Last week, The Standard, working with Information for Development Trust, reported that the Zimbabwean government facilitated a US$225 million deal that would allegedly strip Zisco of its critical assets and transfer them to ZimCoke, a little-known entity based in Harare.
ZimCoke paid ZW$1 in May 2019 as a transaction fee to take over Zisco’s signature coke ovens and an array of other assets from the integrated steelworks.
But Gift Mugano, the current Zisco board chairperson, insisted that the deal needed to be reviewed as it did not follow best corporate governance principles and was thus “null and void”.
Government has been the major shareholder, with an 89% stake in Zisco, that stopped operations about a decade ago due to widespread mismanagement and political interference.
After last week’s revelations, Eddie Cross, a former ZimCoke consultant who now sits on the entity’s board, described Mugano as “irresponsible” and “unprofessional”, saying the Zisco board chairperson’s attitude was very “disappointing”.
ZimCoke is not flustered by the repeated refusal by Mugano’s board to let them in and take over the targeted assets, according to Cross, and there is no way the deal will be reversed.
“This deal was approved in May 2017 and signed by both parties in July 2017,” Cross said.
“It then took us two years to negotiate the assumption of the KfW debt and the final transaction was then approved by the Cabinet in May 2019,” Cross told The Standard.

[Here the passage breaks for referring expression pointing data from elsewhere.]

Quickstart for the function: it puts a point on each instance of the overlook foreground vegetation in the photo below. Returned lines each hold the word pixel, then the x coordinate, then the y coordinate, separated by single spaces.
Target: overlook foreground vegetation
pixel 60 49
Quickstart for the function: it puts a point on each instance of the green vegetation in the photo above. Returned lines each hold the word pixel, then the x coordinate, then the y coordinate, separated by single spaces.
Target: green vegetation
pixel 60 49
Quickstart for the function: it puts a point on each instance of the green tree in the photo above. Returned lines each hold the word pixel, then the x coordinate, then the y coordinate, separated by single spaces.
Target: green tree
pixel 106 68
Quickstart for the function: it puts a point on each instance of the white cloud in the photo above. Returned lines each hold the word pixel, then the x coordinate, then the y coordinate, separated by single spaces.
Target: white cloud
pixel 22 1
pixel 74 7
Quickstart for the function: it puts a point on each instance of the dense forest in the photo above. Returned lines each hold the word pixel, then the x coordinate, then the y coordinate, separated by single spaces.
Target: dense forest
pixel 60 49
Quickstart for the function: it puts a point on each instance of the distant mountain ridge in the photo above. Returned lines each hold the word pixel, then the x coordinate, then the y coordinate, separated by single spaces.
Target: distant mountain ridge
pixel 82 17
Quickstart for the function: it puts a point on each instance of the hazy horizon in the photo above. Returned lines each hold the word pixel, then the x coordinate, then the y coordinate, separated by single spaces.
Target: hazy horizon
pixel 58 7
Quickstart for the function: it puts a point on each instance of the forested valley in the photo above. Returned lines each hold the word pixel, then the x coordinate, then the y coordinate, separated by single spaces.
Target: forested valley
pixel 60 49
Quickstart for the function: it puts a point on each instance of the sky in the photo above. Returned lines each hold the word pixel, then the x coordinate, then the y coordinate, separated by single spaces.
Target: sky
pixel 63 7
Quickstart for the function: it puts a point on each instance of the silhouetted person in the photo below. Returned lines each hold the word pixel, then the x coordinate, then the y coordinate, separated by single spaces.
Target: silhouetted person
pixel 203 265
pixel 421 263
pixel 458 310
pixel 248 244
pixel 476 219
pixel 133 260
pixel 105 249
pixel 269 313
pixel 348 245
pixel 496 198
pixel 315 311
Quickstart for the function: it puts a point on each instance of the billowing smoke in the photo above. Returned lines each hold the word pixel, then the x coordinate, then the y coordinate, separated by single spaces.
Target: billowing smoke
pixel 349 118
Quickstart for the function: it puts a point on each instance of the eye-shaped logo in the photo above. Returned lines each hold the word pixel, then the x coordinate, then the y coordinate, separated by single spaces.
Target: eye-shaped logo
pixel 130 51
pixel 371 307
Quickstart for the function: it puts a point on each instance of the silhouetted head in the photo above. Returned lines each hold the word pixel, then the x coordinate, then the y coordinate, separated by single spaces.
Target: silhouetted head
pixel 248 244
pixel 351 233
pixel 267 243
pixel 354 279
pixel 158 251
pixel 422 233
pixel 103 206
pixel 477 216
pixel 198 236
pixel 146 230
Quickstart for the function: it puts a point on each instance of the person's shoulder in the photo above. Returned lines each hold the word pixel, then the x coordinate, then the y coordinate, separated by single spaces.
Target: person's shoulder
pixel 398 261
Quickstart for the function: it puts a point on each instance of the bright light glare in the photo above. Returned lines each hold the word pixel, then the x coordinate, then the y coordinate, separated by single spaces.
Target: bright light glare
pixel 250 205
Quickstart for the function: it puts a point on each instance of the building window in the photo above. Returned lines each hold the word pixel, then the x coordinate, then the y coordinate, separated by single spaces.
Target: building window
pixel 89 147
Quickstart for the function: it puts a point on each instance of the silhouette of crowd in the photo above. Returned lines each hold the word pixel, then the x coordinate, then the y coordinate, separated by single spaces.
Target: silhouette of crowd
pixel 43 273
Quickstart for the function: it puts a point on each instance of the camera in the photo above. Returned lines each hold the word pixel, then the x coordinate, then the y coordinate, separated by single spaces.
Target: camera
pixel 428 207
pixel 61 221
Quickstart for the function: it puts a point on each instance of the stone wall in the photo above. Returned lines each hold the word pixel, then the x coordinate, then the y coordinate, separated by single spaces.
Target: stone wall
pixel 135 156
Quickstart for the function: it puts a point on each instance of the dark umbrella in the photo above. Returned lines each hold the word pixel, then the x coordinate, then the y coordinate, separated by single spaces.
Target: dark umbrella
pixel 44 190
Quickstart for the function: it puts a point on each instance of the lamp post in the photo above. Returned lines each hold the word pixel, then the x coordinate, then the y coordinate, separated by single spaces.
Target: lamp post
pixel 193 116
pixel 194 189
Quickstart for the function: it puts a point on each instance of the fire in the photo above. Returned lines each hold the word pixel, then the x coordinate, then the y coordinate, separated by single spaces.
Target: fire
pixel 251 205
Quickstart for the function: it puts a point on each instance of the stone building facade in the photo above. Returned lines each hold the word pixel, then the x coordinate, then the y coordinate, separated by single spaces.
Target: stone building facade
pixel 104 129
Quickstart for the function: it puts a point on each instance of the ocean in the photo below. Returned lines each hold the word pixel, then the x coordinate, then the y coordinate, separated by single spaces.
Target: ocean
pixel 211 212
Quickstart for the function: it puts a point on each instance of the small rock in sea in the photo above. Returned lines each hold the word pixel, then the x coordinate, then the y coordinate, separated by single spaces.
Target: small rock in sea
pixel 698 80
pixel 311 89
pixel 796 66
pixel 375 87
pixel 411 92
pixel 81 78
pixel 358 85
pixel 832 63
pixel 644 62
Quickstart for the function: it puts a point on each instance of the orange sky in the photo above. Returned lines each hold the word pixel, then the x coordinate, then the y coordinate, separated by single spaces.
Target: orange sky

Government, as the major shareholder, owes KfW, a German bank, more than US$200 million that ZimCoke had proposed to take on as its own liability in the disputed deal.
“Transfer documents were signed in July (2017).
“We are now waiting for a rates clearance certificate and a capital gains tax clearance certificate to be issued to take ownership of the (Zisco) site and then we can start work in earnest,” said Cross.
“All the required work has been completed,” he added, “and this process should be complete in the next few weeks.”